Is there a way in R to join broken lines of csv file?

Question

I have a program that exports a csv file but doesn't quote new lines or use /n instead of /n/r. It uses the same end of line in the middle of records as it does at the end. The program does however use a comma delimiter between variables. How can I tell R to delete all the eol markers until the number of variables in data is reached?

My data would look like this:

name, rank, serial number, age, height, weight

mike, noob, 123456, 22, 6, 34.4

bob, officer, 345

323, 24, 6, 2

3.5

ted, officer, 34234, 2

5, 6, 35.2

How would I basically delete the CR after the 5 in row 2, after the 2 in row 3 and after the 2 in row 6? There should be 5 commas in each row and 6 variables.
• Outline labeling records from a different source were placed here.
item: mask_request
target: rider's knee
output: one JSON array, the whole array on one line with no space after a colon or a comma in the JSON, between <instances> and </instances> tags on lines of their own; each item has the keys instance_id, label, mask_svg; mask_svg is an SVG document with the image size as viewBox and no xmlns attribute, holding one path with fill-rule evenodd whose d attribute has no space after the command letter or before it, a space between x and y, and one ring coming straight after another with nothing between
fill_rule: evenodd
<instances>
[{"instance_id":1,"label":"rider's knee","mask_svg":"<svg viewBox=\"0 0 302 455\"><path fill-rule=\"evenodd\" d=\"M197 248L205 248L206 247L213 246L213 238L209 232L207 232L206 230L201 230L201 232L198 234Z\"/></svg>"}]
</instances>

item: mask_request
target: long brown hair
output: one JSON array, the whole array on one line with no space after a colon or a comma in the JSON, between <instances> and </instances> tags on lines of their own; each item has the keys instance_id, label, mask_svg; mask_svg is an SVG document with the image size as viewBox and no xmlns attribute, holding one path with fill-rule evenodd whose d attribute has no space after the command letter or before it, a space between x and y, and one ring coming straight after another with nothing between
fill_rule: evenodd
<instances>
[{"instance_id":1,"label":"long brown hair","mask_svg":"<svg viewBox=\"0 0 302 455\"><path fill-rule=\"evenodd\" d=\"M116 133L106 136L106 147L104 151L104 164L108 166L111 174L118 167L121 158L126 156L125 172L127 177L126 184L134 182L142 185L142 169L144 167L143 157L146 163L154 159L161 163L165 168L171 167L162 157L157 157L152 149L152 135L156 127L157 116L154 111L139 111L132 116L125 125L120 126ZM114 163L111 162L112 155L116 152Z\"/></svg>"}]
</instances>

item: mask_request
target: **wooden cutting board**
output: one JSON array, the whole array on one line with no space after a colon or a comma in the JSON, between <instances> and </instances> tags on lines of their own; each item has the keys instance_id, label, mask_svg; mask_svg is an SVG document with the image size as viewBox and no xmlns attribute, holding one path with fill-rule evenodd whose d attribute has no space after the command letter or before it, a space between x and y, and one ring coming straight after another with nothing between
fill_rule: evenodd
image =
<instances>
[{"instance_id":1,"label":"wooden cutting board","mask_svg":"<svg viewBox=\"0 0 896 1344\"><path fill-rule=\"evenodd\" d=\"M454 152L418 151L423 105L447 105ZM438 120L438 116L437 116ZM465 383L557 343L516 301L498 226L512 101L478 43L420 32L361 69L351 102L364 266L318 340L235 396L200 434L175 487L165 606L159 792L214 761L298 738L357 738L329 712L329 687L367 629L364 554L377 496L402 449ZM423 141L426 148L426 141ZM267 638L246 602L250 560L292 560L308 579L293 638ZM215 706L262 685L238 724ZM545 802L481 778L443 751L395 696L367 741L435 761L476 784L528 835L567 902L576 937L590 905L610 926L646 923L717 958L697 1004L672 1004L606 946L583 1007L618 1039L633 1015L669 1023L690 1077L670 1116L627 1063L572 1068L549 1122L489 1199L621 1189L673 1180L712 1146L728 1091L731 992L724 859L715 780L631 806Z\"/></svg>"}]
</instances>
My data doesn't have the extra line between each row. I just couldn't get it to stop putting it all on one line without doing that. My data is 43 variables and is constantly generating new lines. Most of the time it is read in there are a few thousand lines. About 20% of them have the CR problem.

Also want to add that a new row will always start on a new row, it will not follow on the same line as the previous if that makes sense.

the data frame should look like this:

name, rank, serial number, age, height, weight

mike, noob, 123456, 22, 6, 34.4

bob, officer, 345323, 24, 6, 23.5

ted, officer, 34234, 25, 6, 35.2

This is what my data looks like if that helps. The first line is a header followed by what should be 6 records but read.csv and fread and everything else I tried gives me 10 records. The 6th record has the extra CR, but still has 42 variables. Just broken up into 5 lines.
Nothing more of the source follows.